In February, following the publication of the modern day redlining report, Pennsylvania Attorney General Josh Shapiro announced an investigation into lending practices in Philadelphia. The investigation will be conducted in conjunction with the US Bureau of Consumer Protection and the Pennsylvania Human Rights Commission, according to the AG’s office.
“If I discover wrongdoing or violations of the law, I will not hesitate to hold anyone to account and seek justice for all those who have been injured,” Shapiro said.
The state attorney general spoke at the start of the five-hour meeting, focusing on how it is common for banks and other lending institutions to justify their racial credit spread by highlighting the low ratings of credit. Bank officials often claim that the gap does not exist because of race, but because these minorities have lower credit scores, which means these populations are less likely to repay their debts.
Shapiro told Johnson the excuse was “deeply problematic” and a “proxy for identifying minorities and low-income people”. He also pointed out that the formulas used by banks to determine credit scores are not available to the public. Worse yet, “these secret formulas are controlled by three for-profit companies: Experian, TransUnion, Equifax, the same Equinox that recently suffered a data breach so massive it exposed the personal information of 145 million Americans.” , Shapiro said.
Councilor Johnson and Councilor Cherelle Parker wanted to know exactly how the city has, in the past, penalized banks for this kind of behavior. They turned to city treasurer Rasheia Johnson for answers.
“We can’t tell the banks how to operate,” she said before a member of the public interrupted her by shouting “What”.
“However, we can work with them to become better citizens,” the city official continued.
Johnson recommended active communication with the banks on the matter.

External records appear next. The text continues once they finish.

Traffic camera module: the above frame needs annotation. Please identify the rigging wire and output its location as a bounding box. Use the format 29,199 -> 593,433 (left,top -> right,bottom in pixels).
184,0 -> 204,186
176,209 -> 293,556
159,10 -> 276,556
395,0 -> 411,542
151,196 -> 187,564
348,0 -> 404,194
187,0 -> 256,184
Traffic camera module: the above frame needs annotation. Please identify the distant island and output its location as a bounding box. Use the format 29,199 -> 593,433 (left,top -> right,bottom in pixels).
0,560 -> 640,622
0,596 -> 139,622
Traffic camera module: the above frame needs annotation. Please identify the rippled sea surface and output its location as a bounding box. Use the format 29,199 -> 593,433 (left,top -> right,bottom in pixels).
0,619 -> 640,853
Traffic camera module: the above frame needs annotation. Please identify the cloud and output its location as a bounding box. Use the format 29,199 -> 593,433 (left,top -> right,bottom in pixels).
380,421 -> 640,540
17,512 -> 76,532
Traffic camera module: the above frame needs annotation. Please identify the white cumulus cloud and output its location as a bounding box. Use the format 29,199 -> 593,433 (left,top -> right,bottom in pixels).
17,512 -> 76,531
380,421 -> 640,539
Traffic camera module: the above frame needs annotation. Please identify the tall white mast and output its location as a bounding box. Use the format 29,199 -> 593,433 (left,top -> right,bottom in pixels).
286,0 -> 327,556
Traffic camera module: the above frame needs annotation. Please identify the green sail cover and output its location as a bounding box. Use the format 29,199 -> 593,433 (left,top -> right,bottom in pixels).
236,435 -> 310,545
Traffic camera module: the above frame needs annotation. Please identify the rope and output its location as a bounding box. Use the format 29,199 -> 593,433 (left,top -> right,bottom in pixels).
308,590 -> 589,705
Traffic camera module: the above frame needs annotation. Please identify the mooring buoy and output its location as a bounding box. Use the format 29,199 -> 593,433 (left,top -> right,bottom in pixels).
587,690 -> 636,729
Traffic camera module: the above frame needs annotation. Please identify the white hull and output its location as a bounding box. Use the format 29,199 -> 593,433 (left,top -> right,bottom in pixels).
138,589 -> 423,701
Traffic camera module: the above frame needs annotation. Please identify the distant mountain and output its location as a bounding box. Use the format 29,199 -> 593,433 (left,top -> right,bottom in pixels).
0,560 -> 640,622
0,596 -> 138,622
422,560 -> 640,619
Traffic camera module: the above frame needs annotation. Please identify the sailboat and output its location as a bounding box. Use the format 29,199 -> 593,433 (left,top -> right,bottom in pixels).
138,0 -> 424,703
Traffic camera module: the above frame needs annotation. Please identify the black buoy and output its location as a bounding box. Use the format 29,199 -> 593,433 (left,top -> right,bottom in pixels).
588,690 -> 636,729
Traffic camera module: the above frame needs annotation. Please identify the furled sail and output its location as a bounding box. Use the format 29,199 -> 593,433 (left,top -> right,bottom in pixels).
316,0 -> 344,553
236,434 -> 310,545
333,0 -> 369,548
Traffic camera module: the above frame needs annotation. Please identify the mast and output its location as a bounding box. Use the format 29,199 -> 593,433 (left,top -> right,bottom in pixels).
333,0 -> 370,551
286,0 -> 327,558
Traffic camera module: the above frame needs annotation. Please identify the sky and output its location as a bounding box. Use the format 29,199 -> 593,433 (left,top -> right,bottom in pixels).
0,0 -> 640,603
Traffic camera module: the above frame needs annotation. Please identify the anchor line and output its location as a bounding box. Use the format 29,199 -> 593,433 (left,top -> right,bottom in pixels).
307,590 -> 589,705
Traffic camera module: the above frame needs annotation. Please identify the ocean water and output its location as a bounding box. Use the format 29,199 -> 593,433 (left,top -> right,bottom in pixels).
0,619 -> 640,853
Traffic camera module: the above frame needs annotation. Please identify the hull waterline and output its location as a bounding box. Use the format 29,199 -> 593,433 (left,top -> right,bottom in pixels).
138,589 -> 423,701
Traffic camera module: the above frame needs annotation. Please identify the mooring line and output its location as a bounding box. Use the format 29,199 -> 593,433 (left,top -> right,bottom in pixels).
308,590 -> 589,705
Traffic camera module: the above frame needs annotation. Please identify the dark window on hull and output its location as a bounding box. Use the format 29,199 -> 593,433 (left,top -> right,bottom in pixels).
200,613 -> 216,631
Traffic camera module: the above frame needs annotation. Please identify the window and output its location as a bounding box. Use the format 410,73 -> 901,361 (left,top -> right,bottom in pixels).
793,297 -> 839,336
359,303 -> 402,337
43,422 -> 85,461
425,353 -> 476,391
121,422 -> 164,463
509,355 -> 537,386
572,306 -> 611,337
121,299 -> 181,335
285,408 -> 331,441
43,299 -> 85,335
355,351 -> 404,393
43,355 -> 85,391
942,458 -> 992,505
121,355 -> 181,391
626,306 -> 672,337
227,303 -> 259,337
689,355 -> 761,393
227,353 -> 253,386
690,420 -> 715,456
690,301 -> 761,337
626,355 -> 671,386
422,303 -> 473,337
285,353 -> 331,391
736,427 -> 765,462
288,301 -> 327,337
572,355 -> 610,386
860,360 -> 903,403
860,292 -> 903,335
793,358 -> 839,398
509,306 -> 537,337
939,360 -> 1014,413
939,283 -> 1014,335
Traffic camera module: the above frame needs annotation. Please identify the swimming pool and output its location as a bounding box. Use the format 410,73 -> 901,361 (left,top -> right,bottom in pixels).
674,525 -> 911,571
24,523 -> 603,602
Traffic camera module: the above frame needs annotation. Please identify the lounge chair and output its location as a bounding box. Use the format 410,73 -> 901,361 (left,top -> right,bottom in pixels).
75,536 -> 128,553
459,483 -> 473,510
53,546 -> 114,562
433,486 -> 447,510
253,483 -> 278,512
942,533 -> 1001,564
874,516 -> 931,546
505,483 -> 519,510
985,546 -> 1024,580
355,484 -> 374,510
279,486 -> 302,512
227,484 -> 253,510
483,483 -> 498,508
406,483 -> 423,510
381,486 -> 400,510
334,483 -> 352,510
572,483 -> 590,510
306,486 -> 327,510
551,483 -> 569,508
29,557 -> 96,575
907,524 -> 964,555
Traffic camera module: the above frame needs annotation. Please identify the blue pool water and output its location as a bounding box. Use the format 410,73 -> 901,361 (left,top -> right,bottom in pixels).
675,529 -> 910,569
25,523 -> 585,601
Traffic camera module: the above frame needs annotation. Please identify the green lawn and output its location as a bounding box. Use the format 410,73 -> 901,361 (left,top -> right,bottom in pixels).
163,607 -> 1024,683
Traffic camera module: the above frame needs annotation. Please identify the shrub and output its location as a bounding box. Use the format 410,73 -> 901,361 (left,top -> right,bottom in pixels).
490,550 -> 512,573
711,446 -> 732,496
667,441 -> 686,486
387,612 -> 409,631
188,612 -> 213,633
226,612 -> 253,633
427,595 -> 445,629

City officials can tell institutions, he said, “before you even think about submitting a request for proposals, this is our standard.”
A few experts have warned the council against starting a deadlock with the big banks.
“Nothing prevents the city from requesting this information from banks more quickly,” said Frank Linnehan, dean of LeBow College of Business at Drexel University. “So you can ask the banks – and possibly with the help of a third party – to form a consortium and say, ‘hey, look, this is the information that we would like to see.’ We are not accusing you yet, as we do not have the data of predatory or unfair lending practices. However, what we need to do is look at the data to see what the wealth levels are, what the debt levels are, for these candidates.
Linnehan also pointed out that banks sell mortgages in the secondary market, so it’s not always the banks that are the problem – it’s the constraints of the secondary market and whether or not banks can sell those assets.
“If the loans themselves comply with the usual secondary market requirements, and this indeed has a discriminatory impact, then it is not the bank that is involved, it is really more the institutional structural system than us. have, ”he said. noted. “So I think that by reaching out to the banks with an understanding of these concerns, you can get more approval in this communication with them.”
After four hours of testimony, a group of Point Breeze residents approached the microphone to speak. Tiffany Green accused the city of supporting white developers as they develop black neighborhoods without considering the needs of existing residents. This, she said, sends a message to banks that it’s okay to leave them in the dust.
“Monkey see, monkey do,” Green said.
The hearing ended without clear conclusions. Johnson said his next step is to investigate banks doing business with the city government and then develop a plan to address any troubling trends that are revealed.